Os Encélados entraram em conflito com os seus vizinhos e Cadmo ajudá-los-ia no seu conflito, unindo as tribos em guerra e dando o nome de Ilíria ao novo reino. Harmonia e Cadmo tornaram-se os governantes do novo reino e o seu filho mais novo, Ilírio, tornar-se-ia o futuro rei da Ilíria.

Um dia, angustiado com os seus infortúnios, Cadmo comentou que, se as serpentes são tão queridas pelos deuses, mais valia transformar-se numa serpente. Ares concedeu-lhe o desejo e Cadmo começou imediatamente a criar escamas no seu corpo, transformando-se numa serpente.

Ao ver a forma de serpente de Cadmo, Harmonia implorou aos deuses que partilhassem o destino do seu marido, e o seu desejo foi concedido, transformando Harmonia numa bela serpente.

O casal passou a residir nas planícies elísias como serpentes e viveram juntos para a eternidade. Na mitologia grega antiga, as planícies ou campos elísios são o local de descanso final ou paraíso para as almas dos heróis valentes e dos mortais virtuosos.

Assim termina a história de Harmonia, que viveu eternamente com o seu marido e permaneceu o símbolo da harmonia cósmica no panteão grego dos deuses.

Veredicto

A história de Harmonia é uma história emocionante da nossa própria vida e mostra como nem mesmo uma deusa abençoada por poderes divinos pode escapar à miragem da vida.

Ninguém é abençoado com a felicidade até à eternidade. A partir do momento em que nascemos, a nossa vida é uma mistura de bons e maus momentos, em que estamos sujeitos a sofrer e a perder, apesar de termos todas as riquezas do mundo.

As tragédias são o que dão sentido à vida. Harmonia e Cadmo foram amaldiçoados a ter uma vida de infortúnios. Se pensarmos bem, parece injusto que este casal tenha tido de passar por várias calamidades sem qualquer culpa.

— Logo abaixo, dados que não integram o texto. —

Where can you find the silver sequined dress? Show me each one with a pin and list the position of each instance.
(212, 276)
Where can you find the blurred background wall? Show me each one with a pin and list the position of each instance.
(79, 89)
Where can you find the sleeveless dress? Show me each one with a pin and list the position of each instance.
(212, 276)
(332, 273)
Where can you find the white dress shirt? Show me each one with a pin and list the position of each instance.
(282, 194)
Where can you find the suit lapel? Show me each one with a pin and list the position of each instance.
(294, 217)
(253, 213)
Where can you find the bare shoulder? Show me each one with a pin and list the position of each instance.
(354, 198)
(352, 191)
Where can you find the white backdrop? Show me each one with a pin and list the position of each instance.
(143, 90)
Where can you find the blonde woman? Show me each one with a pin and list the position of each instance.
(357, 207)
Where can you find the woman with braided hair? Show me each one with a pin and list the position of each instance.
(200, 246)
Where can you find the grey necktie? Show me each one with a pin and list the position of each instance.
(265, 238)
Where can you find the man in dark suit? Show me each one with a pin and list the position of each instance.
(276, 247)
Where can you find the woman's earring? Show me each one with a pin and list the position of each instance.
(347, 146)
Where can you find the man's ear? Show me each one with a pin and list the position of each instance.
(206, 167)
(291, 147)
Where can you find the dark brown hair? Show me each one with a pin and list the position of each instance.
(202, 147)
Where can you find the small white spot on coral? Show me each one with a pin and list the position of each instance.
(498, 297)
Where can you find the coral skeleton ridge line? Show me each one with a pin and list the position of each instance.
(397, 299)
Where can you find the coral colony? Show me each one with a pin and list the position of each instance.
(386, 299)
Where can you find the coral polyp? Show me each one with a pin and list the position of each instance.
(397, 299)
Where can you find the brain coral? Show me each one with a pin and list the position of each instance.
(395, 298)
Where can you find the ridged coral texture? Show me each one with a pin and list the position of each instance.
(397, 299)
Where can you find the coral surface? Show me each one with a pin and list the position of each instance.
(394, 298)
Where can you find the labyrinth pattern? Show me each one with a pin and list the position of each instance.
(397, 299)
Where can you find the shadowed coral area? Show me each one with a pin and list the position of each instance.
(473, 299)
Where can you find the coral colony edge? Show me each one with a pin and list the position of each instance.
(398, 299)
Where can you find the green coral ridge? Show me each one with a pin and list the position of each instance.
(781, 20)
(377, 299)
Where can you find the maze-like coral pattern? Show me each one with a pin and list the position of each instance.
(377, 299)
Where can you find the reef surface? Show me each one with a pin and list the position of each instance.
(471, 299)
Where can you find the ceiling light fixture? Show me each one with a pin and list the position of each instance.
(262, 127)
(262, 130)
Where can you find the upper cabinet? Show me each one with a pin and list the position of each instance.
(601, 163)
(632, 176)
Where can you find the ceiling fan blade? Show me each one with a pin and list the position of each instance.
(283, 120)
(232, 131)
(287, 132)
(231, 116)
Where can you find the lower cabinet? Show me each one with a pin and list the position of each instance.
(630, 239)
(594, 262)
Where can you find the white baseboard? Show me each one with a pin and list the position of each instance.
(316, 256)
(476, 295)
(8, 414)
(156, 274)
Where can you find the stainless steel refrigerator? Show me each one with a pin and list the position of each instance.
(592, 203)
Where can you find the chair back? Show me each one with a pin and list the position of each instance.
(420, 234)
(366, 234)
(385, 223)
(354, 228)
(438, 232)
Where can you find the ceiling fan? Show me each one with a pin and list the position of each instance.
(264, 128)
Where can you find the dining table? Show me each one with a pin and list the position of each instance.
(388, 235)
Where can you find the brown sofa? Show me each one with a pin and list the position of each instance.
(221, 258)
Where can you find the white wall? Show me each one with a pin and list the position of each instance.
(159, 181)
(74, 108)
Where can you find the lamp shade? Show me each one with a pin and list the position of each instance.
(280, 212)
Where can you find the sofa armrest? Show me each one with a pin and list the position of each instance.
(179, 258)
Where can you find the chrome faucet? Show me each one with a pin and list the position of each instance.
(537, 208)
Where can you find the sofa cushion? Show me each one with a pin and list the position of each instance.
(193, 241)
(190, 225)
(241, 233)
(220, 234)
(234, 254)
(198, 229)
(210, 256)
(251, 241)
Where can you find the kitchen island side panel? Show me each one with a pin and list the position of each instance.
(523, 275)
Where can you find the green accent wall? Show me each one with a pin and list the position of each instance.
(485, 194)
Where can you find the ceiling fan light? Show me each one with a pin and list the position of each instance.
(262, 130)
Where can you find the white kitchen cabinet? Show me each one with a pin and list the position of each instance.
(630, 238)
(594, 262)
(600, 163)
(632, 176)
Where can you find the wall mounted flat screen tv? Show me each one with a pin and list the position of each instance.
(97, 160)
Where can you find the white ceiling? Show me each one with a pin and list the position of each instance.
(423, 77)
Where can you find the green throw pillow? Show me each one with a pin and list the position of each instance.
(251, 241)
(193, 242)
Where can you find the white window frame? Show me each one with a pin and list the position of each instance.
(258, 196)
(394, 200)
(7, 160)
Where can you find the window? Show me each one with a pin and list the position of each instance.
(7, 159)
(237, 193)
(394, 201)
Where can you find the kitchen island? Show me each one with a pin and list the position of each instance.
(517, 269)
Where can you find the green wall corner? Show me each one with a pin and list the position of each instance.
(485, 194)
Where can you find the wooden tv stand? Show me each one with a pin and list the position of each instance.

Infelizmente, a vida é assim, e a mitologia grega define o curso da vida num sentido muito subtil.

Ao contrário de vários heróis e deuses gregos, Cadmo nunca deixou a sua mulher nem casou com nenhuma consorte, apesar de tudo, e a sua história de amor viveu até à eternidade.

Mostra como, com o apoio das pessoas certas e a nossa própria determinação, somos capazes de resistir a qualquer desventura.

No final, resta-nos elogiar a coragem de Harmonia para resistir a todos os contratempos com o marido e o facto de Cadmo ser um valente herói grego.